I was always a little jealous of him at school. He was the one you sat next to in all your classes. It was James who you whispered with and laughed with. It was James who had the other mirror in your set, not me.
But all that aside, you did love Harry. You loved him very much.
I couldn't see you as much of a father, but you may have been good for the boy. He has much too many serious things to deal with. You could have cheered him up a little, if you hadn't been locked in a place you hated and you hadn't felt like a prisoner again.
Four bottles of Firewhisky.
The floor topples and swerves as I stand. I fall clumsily to my hands and knees before pulling myself back to my feet.
I stagger from the parlor, tripping over a partially upturned rug, managing to catch myself on the wall.

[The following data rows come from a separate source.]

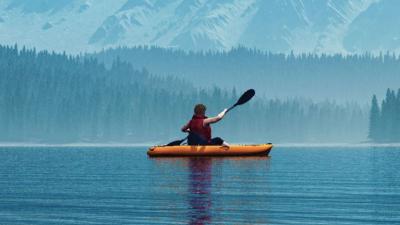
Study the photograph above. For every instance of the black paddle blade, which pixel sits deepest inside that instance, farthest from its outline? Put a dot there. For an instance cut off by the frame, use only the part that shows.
(246, 97)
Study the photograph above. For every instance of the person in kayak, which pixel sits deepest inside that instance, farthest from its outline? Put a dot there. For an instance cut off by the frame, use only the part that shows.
(199, 128)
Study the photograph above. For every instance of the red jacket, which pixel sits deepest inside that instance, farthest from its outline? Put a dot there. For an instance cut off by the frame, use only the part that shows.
(196, 126)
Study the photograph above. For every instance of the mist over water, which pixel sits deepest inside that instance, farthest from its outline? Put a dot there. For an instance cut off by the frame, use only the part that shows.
(112, 185)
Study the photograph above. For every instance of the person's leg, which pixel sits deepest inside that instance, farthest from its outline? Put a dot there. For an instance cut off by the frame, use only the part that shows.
(194, 139)
(217, 141)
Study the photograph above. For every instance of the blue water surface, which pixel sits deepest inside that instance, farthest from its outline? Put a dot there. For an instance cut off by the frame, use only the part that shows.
(121, 185)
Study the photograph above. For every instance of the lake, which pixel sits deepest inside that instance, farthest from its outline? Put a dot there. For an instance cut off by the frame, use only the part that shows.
(121, 185)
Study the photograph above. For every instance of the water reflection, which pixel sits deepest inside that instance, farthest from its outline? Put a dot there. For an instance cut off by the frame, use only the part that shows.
(200, 190)
(206, 180)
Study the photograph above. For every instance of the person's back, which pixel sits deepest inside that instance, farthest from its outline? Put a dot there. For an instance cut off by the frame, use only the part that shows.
(199, 127)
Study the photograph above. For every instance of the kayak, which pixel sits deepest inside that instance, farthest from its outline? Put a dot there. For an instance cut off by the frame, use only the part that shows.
(210, 150)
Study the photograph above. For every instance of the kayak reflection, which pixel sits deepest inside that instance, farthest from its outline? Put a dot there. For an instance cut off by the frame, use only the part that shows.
(200, 190)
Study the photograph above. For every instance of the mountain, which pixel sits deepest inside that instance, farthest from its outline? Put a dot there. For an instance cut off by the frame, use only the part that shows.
(328, 26)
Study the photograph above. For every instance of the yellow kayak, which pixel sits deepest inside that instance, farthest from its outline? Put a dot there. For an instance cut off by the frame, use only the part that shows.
(210, 150)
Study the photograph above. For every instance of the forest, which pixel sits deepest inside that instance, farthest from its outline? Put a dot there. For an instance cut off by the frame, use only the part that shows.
(340, 77)
(47, 97)
(384, 123)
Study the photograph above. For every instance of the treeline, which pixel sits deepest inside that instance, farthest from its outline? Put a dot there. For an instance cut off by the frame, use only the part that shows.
(384, 123)
(48, 97)
(316, 76)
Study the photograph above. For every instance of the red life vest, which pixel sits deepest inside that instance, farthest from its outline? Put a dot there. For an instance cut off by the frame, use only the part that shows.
(196, 126)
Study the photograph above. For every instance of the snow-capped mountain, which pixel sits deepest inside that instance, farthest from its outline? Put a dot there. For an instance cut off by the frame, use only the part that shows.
(277, 25)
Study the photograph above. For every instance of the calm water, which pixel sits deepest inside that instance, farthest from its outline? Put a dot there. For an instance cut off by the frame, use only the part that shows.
(124, 186)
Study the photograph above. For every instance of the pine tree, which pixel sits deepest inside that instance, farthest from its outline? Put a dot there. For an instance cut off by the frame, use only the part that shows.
(374, 120)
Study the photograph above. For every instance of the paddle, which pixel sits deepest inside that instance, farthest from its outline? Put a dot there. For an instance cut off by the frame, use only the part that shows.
(243, 99)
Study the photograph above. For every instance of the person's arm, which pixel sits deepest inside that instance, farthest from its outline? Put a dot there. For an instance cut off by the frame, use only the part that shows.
(214, 119)
(186, 128)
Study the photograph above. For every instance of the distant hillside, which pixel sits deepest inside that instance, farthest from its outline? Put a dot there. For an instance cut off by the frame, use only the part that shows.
(336, 77)
(47, 97)
(323, 26)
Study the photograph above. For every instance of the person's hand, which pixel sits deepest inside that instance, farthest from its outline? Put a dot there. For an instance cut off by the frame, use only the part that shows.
(222, 114)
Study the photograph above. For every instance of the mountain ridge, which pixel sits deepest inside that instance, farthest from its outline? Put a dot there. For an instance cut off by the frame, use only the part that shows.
(280, 26)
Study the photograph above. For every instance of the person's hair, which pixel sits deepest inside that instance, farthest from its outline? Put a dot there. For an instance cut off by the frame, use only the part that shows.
(200, 109)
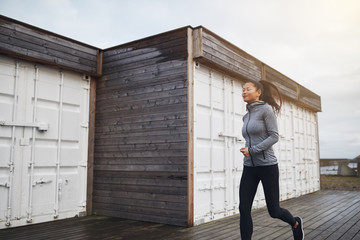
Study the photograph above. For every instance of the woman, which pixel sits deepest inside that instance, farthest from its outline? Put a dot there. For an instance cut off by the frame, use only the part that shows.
(260, 164)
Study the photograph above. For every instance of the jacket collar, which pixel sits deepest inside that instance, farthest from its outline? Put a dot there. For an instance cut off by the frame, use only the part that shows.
(254, 104)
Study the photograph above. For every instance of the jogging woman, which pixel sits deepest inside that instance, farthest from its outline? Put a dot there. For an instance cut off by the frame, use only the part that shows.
(260, 163)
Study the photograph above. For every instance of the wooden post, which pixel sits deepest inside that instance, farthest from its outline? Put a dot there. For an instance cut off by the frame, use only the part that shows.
(190, 110)
(91, 140)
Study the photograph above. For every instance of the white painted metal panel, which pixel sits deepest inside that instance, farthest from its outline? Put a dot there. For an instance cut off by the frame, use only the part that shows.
(218, 163)
(43, 158)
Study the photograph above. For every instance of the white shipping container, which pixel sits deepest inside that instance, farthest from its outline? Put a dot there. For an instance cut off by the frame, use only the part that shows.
(218, 163)
(43, 143)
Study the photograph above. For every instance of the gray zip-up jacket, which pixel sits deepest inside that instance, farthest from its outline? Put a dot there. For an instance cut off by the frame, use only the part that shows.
(261, 133)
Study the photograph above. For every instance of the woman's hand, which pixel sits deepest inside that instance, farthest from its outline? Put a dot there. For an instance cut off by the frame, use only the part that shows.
(245, 151)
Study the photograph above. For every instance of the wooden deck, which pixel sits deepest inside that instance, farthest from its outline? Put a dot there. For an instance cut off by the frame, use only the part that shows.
(326, 215)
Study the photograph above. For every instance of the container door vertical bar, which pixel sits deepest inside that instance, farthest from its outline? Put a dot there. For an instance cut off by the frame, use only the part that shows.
(32, 158)
(12, 149)
(58, 155)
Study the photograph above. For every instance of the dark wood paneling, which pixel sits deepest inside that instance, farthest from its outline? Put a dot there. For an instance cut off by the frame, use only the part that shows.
(31, 43)
(140, 166)
(230, 57)
(286, 86)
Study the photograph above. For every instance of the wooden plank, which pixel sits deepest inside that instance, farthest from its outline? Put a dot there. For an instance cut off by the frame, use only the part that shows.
(91, 144)
(29, 40)
(21, 27)
(190, 133)
(141, 131)
(230, 54)
(286, 86)
(168, 37)
(30, 43)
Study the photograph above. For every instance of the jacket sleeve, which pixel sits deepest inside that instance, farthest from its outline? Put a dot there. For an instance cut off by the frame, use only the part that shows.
(271, 135)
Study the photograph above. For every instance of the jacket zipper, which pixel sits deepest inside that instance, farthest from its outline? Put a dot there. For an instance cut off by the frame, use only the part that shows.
(252, 160)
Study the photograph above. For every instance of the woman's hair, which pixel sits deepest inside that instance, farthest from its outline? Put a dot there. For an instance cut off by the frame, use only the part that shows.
(269, 94)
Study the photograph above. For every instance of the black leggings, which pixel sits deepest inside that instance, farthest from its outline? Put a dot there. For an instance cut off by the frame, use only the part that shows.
(269, 177)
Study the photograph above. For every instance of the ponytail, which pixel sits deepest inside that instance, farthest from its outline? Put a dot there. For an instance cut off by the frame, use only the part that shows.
(269, 94)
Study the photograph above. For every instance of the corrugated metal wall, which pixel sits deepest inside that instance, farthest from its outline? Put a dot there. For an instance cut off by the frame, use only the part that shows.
(218, 163)
(43, 143)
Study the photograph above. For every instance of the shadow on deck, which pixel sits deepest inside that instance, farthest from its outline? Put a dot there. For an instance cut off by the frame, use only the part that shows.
(326, 215)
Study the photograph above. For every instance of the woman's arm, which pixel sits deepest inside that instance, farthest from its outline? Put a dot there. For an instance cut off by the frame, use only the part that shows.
(271, 131)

The stairs don't seem so steady as I climb them. And I wonder if you were alive, would you be helping me, like you'd done when we were sixteen. But then again, I suppose if you were alive I wouldn't be drunk, and therefore wouldn't need helping. But I still smile, wondering whether you'd tuck me safe into bed and put a hangover potion on my nightstand like so many years ago.
I wouldn't trust myself. I'd probably try and kiss you again. I'm not sure how you'd respond this time. It's not at though you were the swinging bachelor anymore, with armfuls of women clinging to you.
Perhaps you would have kissed me back, maybe just a little. I might have had to ply you with some liquor first. But then again, you could always hold that stunningly well.
Maybe you'd have done the same thing as before, let me make a fool of myself and never speak of it again. Most likely the result, is my guess.
I suppose I'll never know. I stumble into my bed, fully clothed, as I pull the sheets over me and close my eyes. Ah, Sirius, look what you've driven me to again.